Berdasarkan pantauan, sejak pukul 07.50 WIB, setiap pengendara yang hendak masuk diwajibkan menunjukkan kartu identitas dan diperiksa petugas bersenjata. "Maaf bapak ibu, pelayanan ditutup dulu hari ini," ujar seorang petugas di lokasi, yang menyebabkan sejumlah pengendara memutar balik kendaraan mereka keluar menuju Jalan Gatot Subroto. 

Penjagaan ketat juga terlihat di pintu masuk lainnya di Jalan Gatot Subroto, termasuk area Gedung Direktorat Reserse Kriminal Khusus (Ditreskrimsus) yang dijaga aparat Brimob bersenjata laras panjang . Sekitar pukul 08.20 WIB, pelayanan untuk pengunjung umum kembali dibuka. Kabid Humas Polda Metro Jaya Kombes Pol Budi Hermanto belum memberikan keterangan resmi terkait penutupan sementara dan penjagaan ketat tersebut. 

Terkait Penggeledahan 12 Lokasi

Pengamanan ekstra ini diduga kuat berkaitan dengan penggeledahan besar-besaran yang dilakukan penyidik gabungan dari Korps Pemberantasan Tindak Pidana Korupsi (Kortas Tipidkor) Polri dan Ditreskrimsus Polda Metro Jaya pada Rabu (8/7/2026) hingga Kamis dini hari. Sebanyak 12 lokasi di Jakarta dan sekitarnya digeledah dalam penyidikan tiga perkara besar dugaan korupsi. 

Kasus-kasus yang tengah diusut meliputi dugaan korupsi pengadaan batu bara yang memicu pemadaman listrik (blackout) di PT PLN (Persero), dugaan korupsi di PT Asabri (Persero), serta dugaan tindak pidana pencucian uang dalam penyelesaian utang PT CBS kepada PT KNI yang melibatkan PT Krakatau Steel. 

Sitaan Mencapai Ratusan Miliar Rupiah

Dari serangkaian penggeledahan tersebut, penyidik menyita sejumlah barang bukti dengan nilai fantastis.
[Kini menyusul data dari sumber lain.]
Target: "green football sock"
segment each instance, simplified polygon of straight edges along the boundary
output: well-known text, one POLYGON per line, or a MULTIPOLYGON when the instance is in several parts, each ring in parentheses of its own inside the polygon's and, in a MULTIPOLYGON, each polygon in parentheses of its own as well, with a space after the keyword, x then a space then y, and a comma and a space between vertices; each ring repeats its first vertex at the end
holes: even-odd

Di sebuah kafe dan money changer di kawasan Cipete, Jakarta Selatan, petugas menemukan brankas tersembunyi berisi uang tunai dalam mata uang Dolar Singapura dan Dolar Amerika Serikat. 
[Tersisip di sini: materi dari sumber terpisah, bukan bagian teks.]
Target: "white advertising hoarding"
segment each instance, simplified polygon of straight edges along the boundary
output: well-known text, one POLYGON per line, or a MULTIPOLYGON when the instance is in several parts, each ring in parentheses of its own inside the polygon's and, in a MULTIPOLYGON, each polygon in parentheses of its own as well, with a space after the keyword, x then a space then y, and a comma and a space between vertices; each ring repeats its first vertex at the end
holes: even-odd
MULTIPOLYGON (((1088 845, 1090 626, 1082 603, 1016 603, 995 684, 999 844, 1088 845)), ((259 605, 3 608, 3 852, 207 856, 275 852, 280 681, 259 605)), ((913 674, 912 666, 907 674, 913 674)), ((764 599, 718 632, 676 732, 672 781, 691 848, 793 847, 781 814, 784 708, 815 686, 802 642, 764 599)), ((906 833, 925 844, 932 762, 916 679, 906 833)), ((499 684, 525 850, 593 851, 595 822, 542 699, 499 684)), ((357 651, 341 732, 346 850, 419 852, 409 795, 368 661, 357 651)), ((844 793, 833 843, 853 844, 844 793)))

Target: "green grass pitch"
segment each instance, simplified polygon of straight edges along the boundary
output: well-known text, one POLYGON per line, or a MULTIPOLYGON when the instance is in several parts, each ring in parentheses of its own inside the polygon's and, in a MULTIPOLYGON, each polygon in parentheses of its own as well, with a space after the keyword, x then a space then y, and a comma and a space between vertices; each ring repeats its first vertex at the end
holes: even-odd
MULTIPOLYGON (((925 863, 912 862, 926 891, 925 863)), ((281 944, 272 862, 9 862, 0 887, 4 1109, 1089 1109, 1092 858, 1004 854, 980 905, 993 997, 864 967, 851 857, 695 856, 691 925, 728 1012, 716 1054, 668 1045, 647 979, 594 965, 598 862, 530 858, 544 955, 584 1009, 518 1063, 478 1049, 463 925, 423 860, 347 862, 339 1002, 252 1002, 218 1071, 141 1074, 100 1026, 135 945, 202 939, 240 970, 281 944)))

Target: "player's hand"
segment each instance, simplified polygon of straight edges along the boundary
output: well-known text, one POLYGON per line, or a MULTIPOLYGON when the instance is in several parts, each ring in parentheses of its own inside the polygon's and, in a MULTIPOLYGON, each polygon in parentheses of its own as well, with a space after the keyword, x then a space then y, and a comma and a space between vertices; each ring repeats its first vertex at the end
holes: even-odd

Kabid Humas Polda Metro Jaya Kombes Pol Budi Hermanto membenarkan penemuan uang tunai yang diperkirakan mencapai Rp60 miliar dari lokasi tersebut. "Patut diduga sebagai tempat yang digunakan untuk pencucian uang (money laundering). Tapi itu baru dugaan, kita tetap mengacu kepada asas praduga tak bersalah," ujar Budi. 

Selain uang tunai, polisi juga mengamankan 74 kilogram emas batangan dan berbagai dokumen penting. Total nilai barang bukti yang disita dari seluruh lokasi penggeledahan ditaksir mencapai sekitar Rp476 miliar. 

Rumor Kepemilikan Kafe

Di tengah penyidikan, beredar isu bahwa kafe yang digeledah tersebut milik Jaksa Agung Muda Tindak Pidana Khusus (Jampidsus) Febrie Adriansyah. Menanggapi hal ini, Kombes Budi Hermanto memilih untuk tidak mengonfirmasi dan mengingatkan untuk mengedepankan asas praduga tak bersalah.

"Info dari mana? Silakan tanyakan sama yang bersangkutan. Kita asasnya tetap, asas praduga tak bersalah," ujar Budi. 

Penyidik juga telah menetapkan status quo pada lantai dua kafe dan money changer yang diduga menjadi tempat penyamaran aset hasil kejahatan untuk kepentingan penyidikan lebih lanjut. 

Polda Metro Jaya telah mengingatkan pihak mana pun agar tidak menghalangi proses penyidikan kasus ini, yang dapat dikenakan sanksi pidana sesuai Pasal 21 Undang-Undang Tindak Pidana Korupsi.